2. Adekunle Gold – Afro Pop Vol. 1
Heralded with singles like AG Baby and Something Different, Adekunle Gold’s third studio project Afro Pop Vol. 1 arrives at a point where Afrobeats is slowly cementing its place in global music conversations, and deservedly too. Afro Pop Vol. 1 is the end cycle of Gold’s metamorphosis from earlier body of works – Gold and About 30 – but with afro-folksy song Kelebe Megbe disappointingly not making the final cut. AG Baby stuck, as a loose moniker, rebirthing Gold with a counter-aesthetic of twisted braids and pastoral register: flowers tucked into his hair, loose pants, cropped jackets open at the chest.

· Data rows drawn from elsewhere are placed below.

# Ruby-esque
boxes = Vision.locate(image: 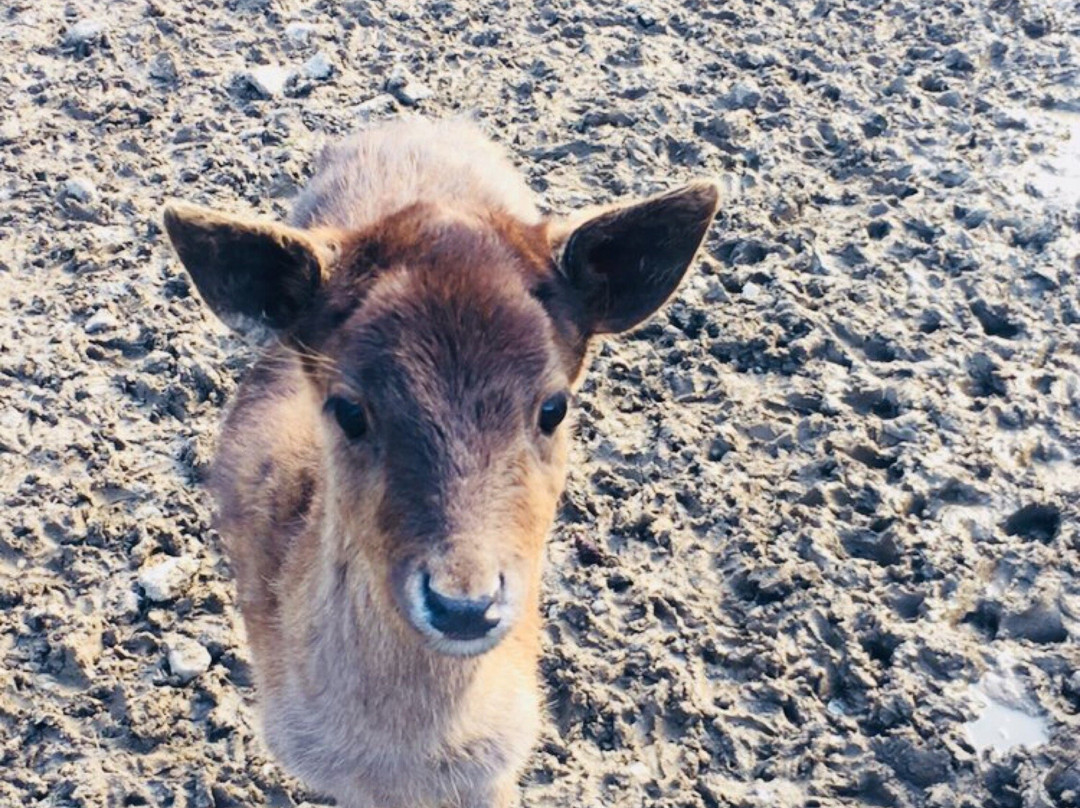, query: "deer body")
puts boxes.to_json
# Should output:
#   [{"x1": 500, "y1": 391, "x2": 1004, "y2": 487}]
[{"x1": 165, "y1": 115, "x2": 716, "y2": 808}]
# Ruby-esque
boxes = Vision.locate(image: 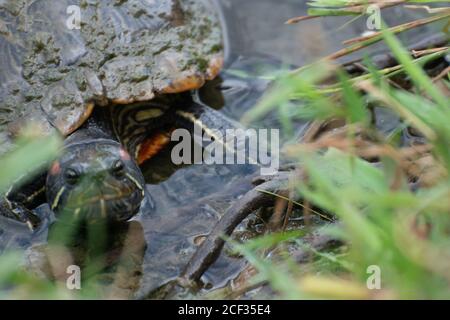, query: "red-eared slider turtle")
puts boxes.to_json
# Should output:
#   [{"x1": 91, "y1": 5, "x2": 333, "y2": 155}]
[{"x1": 0, "y1": 0, "x2": 227, "y2": 229}]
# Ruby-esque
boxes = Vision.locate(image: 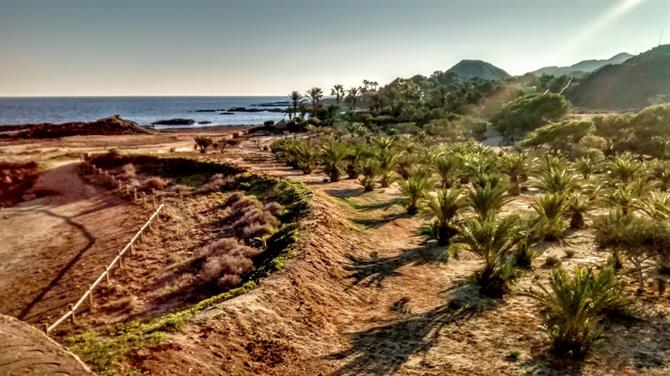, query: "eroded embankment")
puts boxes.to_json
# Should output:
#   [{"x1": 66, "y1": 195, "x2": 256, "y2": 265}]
[{"x1": 63, "y1": 155, "x2": 312, "y2": 372}]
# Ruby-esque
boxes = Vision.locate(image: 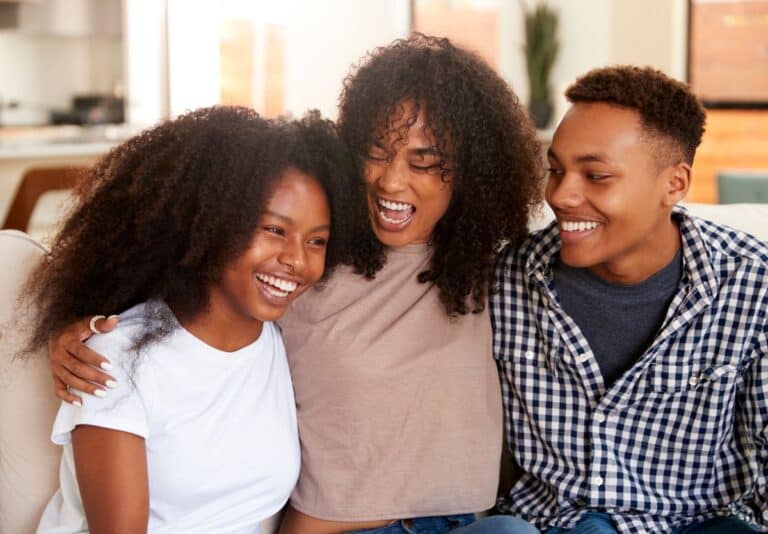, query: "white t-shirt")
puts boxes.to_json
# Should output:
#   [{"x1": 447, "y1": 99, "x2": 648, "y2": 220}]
[{"x1": 38, "y1": 304, "x2": 300, "y2": 534}]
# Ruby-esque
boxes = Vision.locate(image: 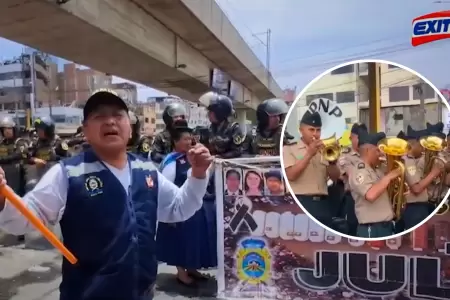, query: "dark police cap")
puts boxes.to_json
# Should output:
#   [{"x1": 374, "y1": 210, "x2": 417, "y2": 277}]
[
  {"x1": 358, "y1": 132, "x2": 386, "y2": 146},
  {"x1": 300, "y1": 111, "x2": 322, "y2": 127},
  {"x1": 264, "y1": 170, "x2": 281, "y2": 180},
  {"x1": 351, "y1": 123, "x2": 367, "y2": 134},
  {"x1": 83, "y1": 89, "x2": 128, "y2": 120},
  {"x1": 397, "y1": 130, "x2": 406, "y2": 140}
]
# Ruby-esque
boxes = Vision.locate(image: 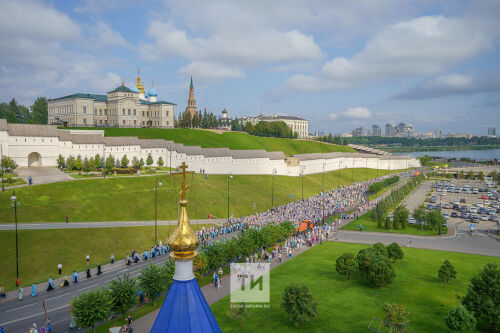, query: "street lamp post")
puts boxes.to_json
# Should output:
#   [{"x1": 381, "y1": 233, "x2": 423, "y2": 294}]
[
  {"x1": 271, "y1": 169, "x2": 276, "y2": 209},
  {"x1": 155, "y1": 177, "x2": 161, "y2": 245},
  {"x1": 300, "y1": 166, "x2": 304, "y2": 201},
  {"x1": 10, "y1": 190, "x2": 21, "y2": 285},
  {"x1": 227, "y1": 172, "x2": 233, "y2": 223}
]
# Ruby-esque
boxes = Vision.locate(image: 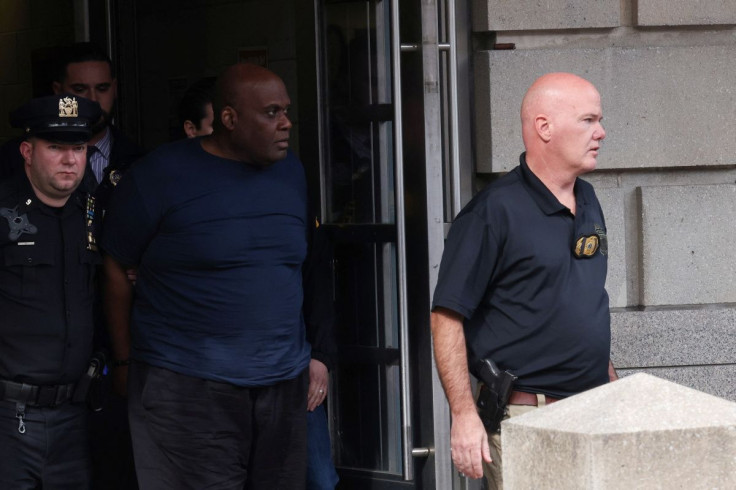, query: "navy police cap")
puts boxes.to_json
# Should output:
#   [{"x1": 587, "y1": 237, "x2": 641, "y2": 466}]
[{"x1": 10, "y1": 94, "x2": 102, "y2": 145}]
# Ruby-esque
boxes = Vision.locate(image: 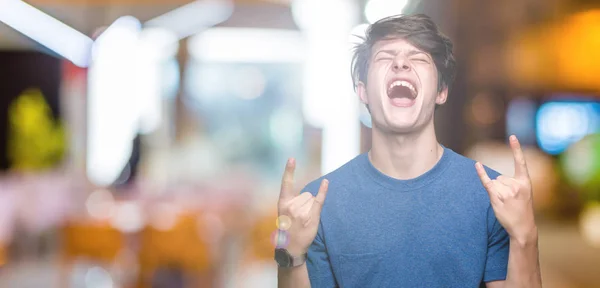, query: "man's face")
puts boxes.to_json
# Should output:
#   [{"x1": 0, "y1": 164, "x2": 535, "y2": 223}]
[{"x1": 358, "y1": 39, "x2": 447, "y2": 133}]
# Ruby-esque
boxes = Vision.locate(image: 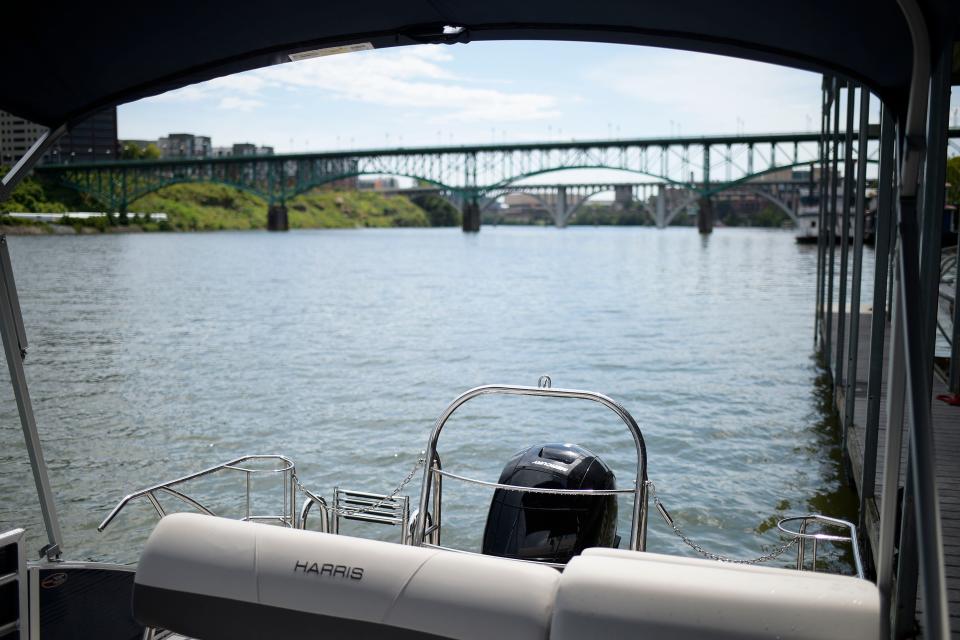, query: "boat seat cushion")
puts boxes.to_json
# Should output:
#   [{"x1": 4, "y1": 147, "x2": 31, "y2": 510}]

Gold would later look like someone strolling through a Pinterest cottagecore landscape as he drops promotional materials for Afro Pop Vol. 1. His sound, as felt on the album, shapeshifts with a multitude of genres like dancehall (Pretty Girl) and trance (Here for Ya) with producer credits from E Kelly and Pheelz.
3. Fireboy DML – Apollo
On his sophomore album Apollo, Fireboy DML has never sounded more self-possessed. Is it the bewitching chant of Sound, the summery tones of Airplane Mode or the syrupy spell of Tattoo with a video that audaciously veers into soft pornography? Or even Favourite Song, which synthesizes 80’s disco nostalgia, Apollo finds Fireboy self-coronating as the industry’s newest act in breaking popular genre conventions, and molding them in his own image.
Apollo does operate within a slightly different sonic universe from Laughter, Tears & Goosebumps, the YNBL artist’s 2019 debut, but still held by the tendon that is Fireboy’s soulful R&B vocals.
4. The Cavemen – Roots
Highlife has reincarnated as Benjamin and Kingsley Okorie, biological brothers who make up The Cavemen, holding up the genre’s torch in a regime that keeps replicating homogenous copies of Afrobeats artists. Their debut album Roots, released earlier than scheduled, accurately represents their vision of the genre, an evolution they call highlife fusion.
Roots is aptly titled, with The Cavemen confidently falling back on rustic instruments, chants, cries, wails and insular echoes, merging robust doses of Igbo with English so mesmerizingly. Closing tracks – Obiageri, Osundu, and Onye Ma Uche – invade the bloodstream with haphazard beauty, rounding off the album as a towering achievement.